Ninguna de éstas se podría comparar con la Primera o la Segunda Guerra Mundial. Y para muchos apenas podemos estar en vísperas de la Tercera Guerra mundial, pero ésta sólo se concretaría cuando se dé el enfrentamiento bélico directo entre potencias o cuando entren en acción las primeras armas nucleares.
El caso de Gaza, de Ucrania, de Sudán, de Azerbaiyán, o de xxx serían guerras locales que no tendrían la dimensión de los grandes conflictos de la historia.
Por guerra mundial entendemos la que busca definir cuál es el mayor poder en el mundo, aquella en la cual el mundo es el botón. Puede incluir varios actores, pero solo puede darse cuenta entre dos partes enfrentadas.
Otra manera de ver esas guerras es entendiéndolos dentro de un contexto más amplio.
Es evidente que son contiendas donde están involucradas las potencias; que son ‘guerras vicarias’ o por ‘proxis’; que sirven de ejercicio para desarrollar armas como lo fue la guerra civil española donde se desarrollaron las de la Segunda Guerra Mundial.
Y por lo general se entienden como rezagos de la guerra fría, de la confrontación entre las ideologías capitalistas y comunistas, o de los modelos democráticos y los autocráticos de izquierda. Pero si se toma en cuenta varios elementos nuevos la visión -y la realidad- puede ser diferente.
La competencia por el puesto de la mayor potencia tiene un nuevo competidor -China- y los frentes de batalla son de otra naturaleza -transición energética, Inteligencia artificial, dominio o captura de los mercados-.
La violencia y la acción militar (como existen en diferentes frentes) forma parte de la guerra, pero ya no es la esencia de ella.
Trump lo tiene claro y recurre a ellas solo porque es el escenario donde es más fuerte.
Es una falsa disyuntiva la que se presenta al debate si los bombardeos a lanchas o la ‘extracción’ de Maduro deben verse a la luz del Derecho Internacional oa la luz de la ‘moral’ y el Derecho Humanitario; y aún más la justificación de que es un imperativo ‘defender la Democracia’. Lo que es es un acto de guerra; como lo son las capturas de los barcos petroleros y el embargo del petróleo perteneciente al país enemigo.
Porque para Estados Unidos la calificación en relación a China es que es ‘el enemigo’. El énfasis y la razón del interés de concretar la intervención en Venezuela al control sobre el petróleo no es por razones comerciales o económicas; y menos por necesitar de ese abastecimiento: Estados Unidos produce más de lo que consume. Es para atacar a China donde es más vulnerable, ya que ella depende en más del 90% de las compras del exterior.

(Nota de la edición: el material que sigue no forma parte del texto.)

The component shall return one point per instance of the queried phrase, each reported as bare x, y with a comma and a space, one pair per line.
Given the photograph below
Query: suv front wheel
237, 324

De hecho, también es por eso que buscan pretextos para justificar un ataque a Irán; no es porque les choque que lo gobierne un autócrata, ni porque les indignen las características de la religión musulmana, ni porque temen que se conviertan en una potencia nuclear. Es porque es el segundo proveedor de petróleo para su enemigo. Y con Rusia como el otro proveedor ocupado con Ucrania, el cortar esas tres fuentes de energía sería paralizar a China, sería como desconectar el motor que mueve la.
Las guerras adelantadas y/o apoyadas por Trump son jugadas dentro de la guerra contra China. Y en ésta ya se han realizado actos de guerra y cometido crímenes de guerra. La guerra mundial está iniciada: falta ver cómo responder ‘el enemigo’.